As always, feel free to send me interesting papers, articles, videos, etc. related to ML4Sci or any feedback, suggestions, ideas about the newsletter and this broader community to @charlesxjyang or ml4science@gmail.com.
In the new year, I’m hoping to be sharing some work I’m doing in collaboration with a think tank to argue for the importance of AI in science funding at the federal level.
For background, I decided to play around with the Arxiv dataset on Kaggle[notebook here] to try to measure the growth of AI papers in a given science field. I denote a scientific paper as an “AI paper” if it contains any of the following words in the abstract:
['artificial intelligence','machine learning','deep learning','neural networks','neural network']
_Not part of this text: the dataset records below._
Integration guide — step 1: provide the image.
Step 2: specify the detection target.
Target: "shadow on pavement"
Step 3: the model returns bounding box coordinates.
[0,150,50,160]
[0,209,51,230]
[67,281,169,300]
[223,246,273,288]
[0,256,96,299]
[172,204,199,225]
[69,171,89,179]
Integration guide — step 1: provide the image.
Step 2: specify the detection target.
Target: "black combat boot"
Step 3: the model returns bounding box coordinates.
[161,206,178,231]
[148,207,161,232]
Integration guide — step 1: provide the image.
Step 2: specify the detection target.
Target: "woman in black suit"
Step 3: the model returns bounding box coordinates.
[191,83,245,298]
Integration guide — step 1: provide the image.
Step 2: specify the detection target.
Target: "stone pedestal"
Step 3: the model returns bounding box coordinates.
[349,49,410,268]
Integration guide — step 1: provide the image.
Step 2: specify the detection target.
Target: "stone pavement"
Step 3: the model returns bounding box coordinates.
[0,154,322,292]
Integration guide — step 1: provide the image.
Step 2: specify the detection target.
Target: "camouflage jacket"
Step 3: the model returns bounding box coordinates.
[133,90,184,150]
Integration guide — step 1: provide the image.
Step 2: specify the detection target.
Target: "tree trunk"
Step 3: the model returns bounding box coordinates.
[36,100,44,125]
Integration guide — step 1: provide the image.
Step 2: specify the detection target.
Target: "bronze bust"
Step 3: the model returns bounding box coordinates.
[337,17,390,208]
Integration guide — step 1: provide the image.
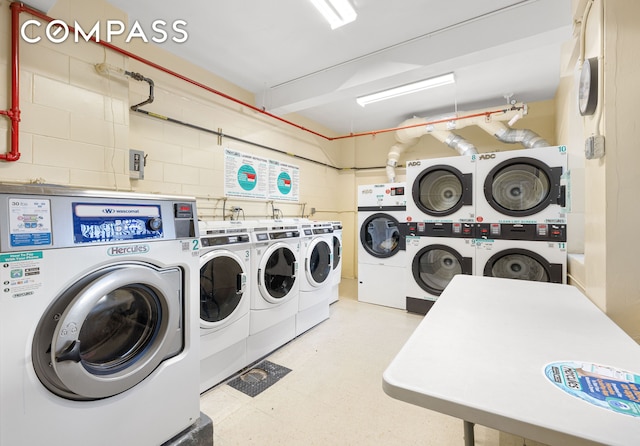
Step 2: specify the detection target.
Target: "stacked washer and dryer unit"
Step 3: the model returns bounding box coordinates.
[407,146,567,314]
[358,183,407,309]
[0,185,200,445]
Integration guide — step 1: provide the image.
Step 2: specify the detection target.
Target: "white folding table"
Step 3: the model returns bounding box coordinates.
[383,275,640,446]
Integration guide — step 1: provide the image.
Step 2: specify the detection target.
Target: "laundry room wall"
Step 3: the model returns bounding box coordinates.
[0,0,353,260]
[558,0,640,342]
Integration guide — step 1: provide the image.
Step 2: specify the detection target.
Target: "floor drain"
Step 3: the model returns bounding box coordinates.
[240,369,269,383]
[227,361,291,397]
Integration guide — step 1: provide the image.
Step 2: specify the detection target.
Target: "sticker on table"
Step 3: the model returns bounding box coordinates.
[544,361,640,417]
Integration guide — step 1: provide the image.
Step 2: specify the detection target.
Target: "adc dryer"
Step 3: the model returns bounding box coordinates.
[358,183,406,310]
[405,222,476,314]
[200,220,252,393]
[407,155,476,223]
[0,185,200,446]
[475,223,567,283]
[473,146,567,224]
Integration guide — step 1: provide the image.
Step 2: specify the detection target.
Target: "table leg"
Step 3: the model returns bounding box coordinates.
[464,421,475,446]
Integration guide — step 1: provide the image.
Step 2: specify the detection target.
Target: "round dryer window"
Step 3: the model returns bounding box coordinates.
[412,245,470,296]
[333,235,342,270]
[484,248,562,283]
[360,214,400,258]
[412,166,472,216]
[307,240,331,285]
[261,246,296,301]
[32,263,183,400]
[484,158,560,216]
[200,251,246,325]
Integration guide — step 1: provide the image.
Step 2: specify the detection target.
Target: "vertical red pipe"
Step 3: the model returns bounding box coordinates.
[0,2,23,161]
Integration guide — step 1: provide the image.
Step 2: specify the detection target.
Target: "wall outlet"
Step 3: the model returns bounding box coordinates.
[584,135,604,160]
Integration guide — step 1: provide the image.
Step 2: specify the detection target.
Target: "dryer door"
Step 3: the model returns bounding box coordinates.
[258,243,298,304]
[332,235,342,271]
[411,244,473,296]
[484,247,562,283]
[32,262,184,400]
[360,213,401,258]
[411,165,473,217]
[304,238,332,287]
[484,157,564,217]
[200,250,248,328]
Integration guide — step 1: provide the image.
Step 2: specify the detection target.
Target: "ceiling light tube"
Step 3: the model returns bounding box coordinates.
[311,0,358,29]
[356,73,456,107]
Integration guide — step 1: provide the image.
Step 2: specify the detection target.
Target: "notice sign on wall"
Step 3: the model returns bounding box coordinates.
[544,361,640,417]
[224,149,300,201]
[269,160,300,201]
[224,149,269,200]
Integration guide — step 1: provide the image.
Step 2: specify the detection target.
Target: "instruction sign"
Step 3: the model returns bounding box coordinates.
[544,361,640,417]
[224,149,300,202]
[224,149,269,200]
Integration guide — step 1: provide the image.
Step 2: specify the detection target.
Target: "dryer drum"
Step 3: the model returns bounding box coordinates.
[200,256,243,322]
[484,158,562,217]
[360,214,400,258]
[264,248,296,299]
[412,165,472,216]
[412,245,470,296]
[484,249,557,282]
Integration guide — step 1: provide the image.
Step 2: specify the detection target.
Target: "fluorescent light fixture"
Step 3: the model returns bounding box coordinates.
[311,0,358,29]
[356,73,456,107]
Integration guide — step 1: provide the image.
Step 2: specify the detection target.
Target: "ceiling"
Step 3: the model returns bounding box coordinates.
[29,0,572,134]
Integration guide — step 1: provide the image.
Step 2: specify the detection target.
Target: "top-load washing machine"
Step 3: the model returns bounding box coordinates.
[329,221,342,304]
[0,185,200,446]
[358,183,406,309]
[200,220,253,392]
[247,220,300,364]
[296,221,333,335]
[474,146,567,225]
[407,156,476,223]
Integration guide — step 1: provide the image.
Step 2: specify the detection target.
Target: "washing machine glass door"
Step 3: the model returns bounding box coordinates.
[32,263,183,400]
[484,248,562,283]
[304,239,332,287]
[333,235,342,270]
[412,166,473,216]
[360,213,400,258]
[200,250,247,328]
[258,243,298,304]
[484,158,562,217]
[411,244,472,296]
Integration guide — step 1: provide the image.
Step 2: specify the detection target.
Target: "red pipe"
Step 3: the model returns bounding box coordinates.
[0,2,524,161]
[0,3,23,161]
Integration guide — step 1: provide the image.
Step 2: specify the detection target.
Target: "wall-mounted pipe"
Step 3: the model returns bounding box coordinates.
[0,3,23,161]
[387,103,549,182]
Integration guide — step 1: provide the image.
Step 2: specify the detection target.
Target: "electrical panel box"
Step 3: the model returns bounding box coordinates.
[129,150,144,180]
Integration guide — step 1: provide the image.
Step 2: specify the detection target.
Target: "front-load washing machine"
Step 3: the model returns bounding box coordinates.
[405,222,476,314]
[0,185,200,446]
[358,183,406,309]
[407,156,476,223]
[200,221,252,392]
[474,146,567,224]
[247,220,300,364]
[475,239,567,283]
[296,221,333,335]
[329,221,342,304]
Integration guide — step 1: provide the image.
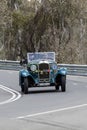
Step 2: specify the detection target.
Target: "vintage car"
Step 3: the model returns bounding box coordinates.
[19,52,67,94]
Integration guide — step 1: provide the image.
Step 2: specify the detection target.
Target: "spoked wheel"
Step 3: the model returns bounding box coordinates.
[55,85,59,91]
[21,85,24,93]
[23,78,28,94]
[61,75,66,92]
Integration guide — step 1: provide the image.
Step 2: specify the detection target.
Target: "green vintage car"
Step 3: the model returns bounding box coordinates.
[19,52,67,94]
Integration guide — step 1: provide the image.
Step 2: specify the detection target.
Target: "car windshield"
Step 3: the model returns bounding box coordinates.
[27,52,55,62]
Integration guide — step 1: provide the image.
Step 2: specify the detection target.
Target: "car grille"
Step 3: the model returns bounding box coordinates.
[39,63,49,82]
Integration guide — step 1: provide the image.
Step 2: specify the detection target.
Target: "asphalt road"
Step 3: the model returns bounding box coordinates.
[0,70,87,130]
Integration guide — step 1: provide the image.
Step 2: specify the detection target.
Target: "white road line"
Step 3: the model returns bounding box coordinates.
[16,104,87,119]
[0,85,21,105]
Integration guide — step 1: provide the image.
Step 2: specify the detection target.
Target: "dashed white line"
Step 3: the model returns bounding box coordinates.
[0,85,21,105]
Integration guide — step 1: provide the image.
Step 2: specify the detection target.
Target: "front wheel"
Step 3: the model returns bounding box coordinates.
[61,75,66,92]
[24,78,28,94]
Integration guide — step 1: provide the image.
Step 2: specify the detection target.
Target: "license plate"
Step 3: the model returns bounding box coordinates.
[39,83,50,86]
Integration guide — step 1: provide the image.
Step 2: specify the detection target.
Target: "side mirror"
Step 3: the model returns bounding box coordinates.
[20,59,27,66]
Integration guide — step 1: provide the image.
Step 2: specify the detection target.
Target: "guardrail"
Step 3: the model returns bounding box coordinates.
[0,60,87,76]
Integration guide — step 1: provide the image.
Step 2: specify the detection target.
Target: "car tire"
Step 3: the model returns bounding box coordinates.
[61,75,66,92]
[21,85,24,93]
[55,85,59,91]
[24,78,28,94]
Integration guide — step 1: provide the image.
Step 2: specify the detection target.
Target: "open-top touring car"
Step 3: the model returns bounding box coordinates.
[19,52,67,94]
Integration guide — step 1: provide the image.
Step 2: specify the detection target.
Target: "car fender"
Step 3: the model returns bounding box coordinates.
[57,68,67,75]
[19,70,30,77]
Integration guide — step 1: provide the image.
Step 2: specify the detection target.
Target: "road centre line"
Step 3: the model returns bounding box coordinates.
[15,104,87,119]
[0,85,21,105]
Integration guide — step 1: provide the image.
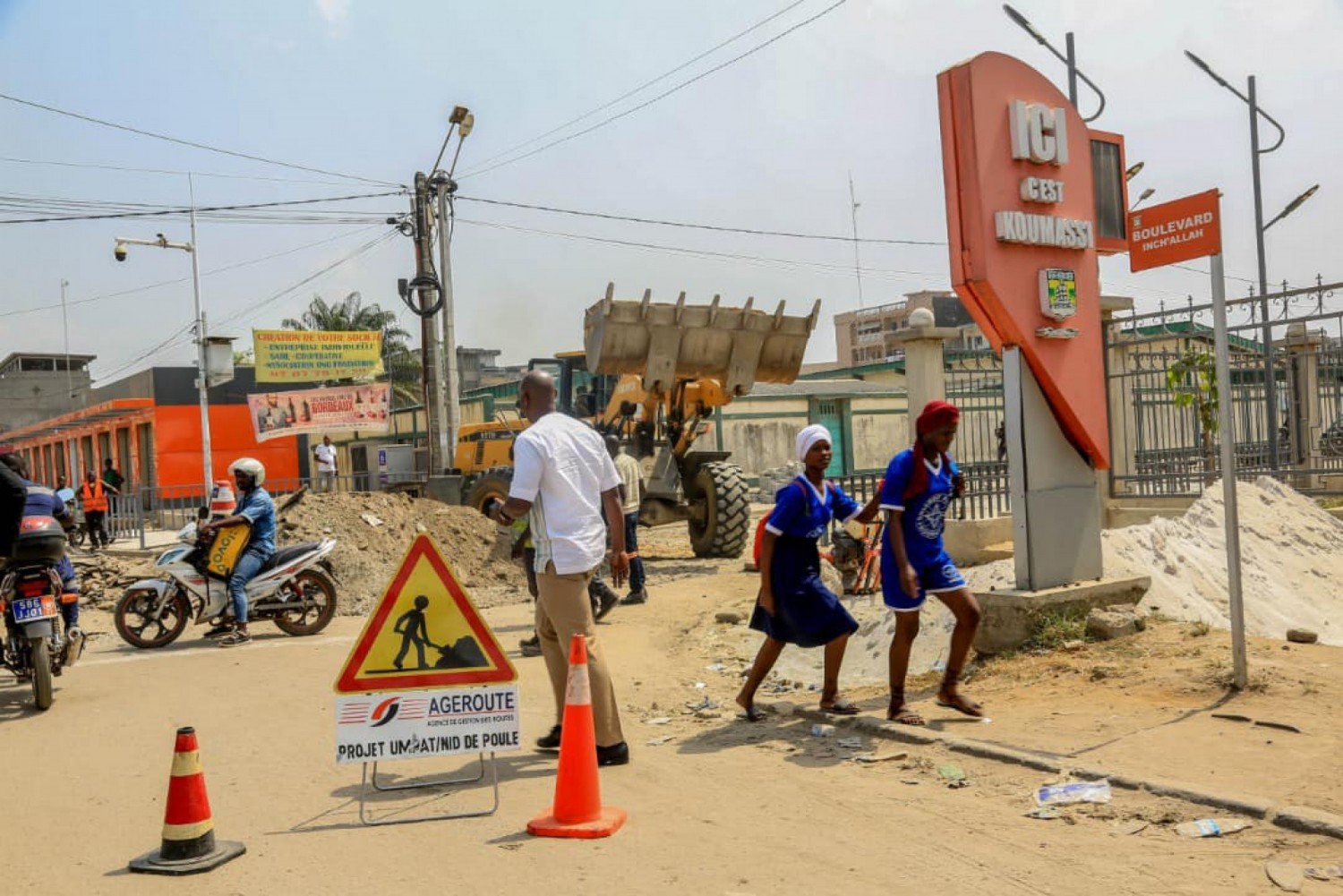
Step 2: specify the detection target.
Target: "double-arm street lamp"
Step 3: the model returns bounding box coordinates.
[1004,3,1106,123]
[113,175,212,502]
[1185,50,1321,470]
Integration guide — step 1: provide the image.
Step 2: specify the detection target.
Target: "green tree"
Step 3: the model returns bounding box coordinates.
[281,293,422,403]
[1166,346,1219,483]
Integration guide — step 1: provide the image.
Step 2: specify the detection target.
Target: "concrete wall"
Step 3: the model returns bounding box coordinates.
[0,370,90,430]
[849,411,912,473]
[725,397,808,477]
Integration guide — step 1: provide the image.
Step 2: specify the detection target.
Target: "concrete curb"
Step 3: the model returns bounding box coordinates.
[774,701,1343,840]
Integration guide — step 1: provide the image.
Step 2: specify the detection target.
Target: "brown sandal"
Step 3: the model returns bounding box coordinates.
[937,669,985,719]
[886,695,927,725]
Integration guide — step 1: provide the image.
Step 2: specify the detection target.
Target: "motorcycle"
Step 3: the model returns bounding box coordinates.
[0,517,83,709]
[115,523,336,649]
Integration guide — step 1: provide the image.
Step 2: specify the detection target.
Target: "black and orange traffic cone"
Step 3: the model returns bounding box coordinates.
[131,728,247,875]
[526,634,625,840]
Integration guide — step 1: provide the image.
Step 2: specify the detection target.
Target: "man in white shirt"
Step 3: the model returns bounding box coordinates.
[313,435,336,491]
[488,371,630,765]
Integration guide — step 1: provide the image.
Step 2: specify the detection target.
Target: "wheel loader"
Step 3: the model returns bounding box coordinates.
[456,284,821,558]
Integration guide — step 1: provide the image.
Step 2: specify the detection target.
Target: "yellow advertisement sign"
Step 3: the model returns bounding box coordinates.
[252,329,383,383]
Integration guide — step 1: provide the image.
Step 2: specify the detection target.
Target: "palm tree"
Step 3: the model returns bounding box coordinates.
[281,292,422,403]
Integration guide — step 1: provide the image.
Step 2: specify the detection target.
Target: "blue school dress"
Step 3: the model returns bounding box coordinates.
[751,475,862,647]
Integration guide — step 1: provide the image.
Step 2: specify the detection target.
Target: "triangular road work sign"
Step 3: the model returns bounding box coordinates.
[336,534,518,693]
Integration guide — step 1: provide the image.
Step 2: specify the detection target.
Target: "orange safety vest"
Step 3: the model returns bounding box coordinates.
[80,480,107,513]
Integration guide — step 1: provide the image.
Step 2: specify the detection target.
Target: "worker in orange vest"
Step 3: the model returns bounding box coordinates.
[80,470,118,550]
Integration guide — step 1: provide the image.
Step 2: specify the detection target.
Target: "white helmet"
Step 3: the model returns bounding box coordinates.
[228,457,266,485]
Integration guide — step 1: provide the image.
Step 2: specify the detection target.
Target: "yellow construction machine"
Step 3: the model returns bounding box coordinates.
[456,284,821,558]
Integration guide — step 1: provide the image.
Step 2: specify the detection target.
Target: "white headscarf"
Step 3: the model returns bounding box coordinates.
[797,423,830,464]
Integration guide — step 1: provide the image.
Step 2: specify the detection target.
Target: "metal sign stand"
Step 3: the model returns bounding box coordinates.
[359,752,500,827]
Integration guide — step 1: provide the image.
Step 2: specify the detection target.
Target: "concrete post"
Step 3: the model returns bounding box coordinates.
[1099,295,1138,504]
[1278,322,1324,489]
[892,323,961,419]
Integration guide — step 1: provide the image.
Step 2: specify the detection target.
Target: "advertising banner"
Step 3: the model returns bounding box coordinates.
[252,329,383,383]
[247,383,391,442]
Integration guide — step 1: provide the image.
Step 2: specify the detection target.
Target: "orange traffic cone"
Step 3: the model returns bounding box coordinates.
[526,634,625,840]
[131,728,247,875]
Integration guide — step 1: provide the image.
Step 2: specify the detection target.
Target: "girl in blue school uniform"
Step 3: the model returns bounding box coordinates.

I normalize the number of “AI papers” published in a given month by the total number of papers published that month, for a given field/category(see arxiv category taxonomies here). Using this obvious imperfect method of identifying “science papers that use AI”, here are some of the plots I ended up with:
Note that all these fields start showing strong growth in the proportion of AI papers around 2016. Another interesting observation, which is probably biased by the different groups using Arxiv, is that different fields have drastically different proportions of AI papers on Arxiv right now.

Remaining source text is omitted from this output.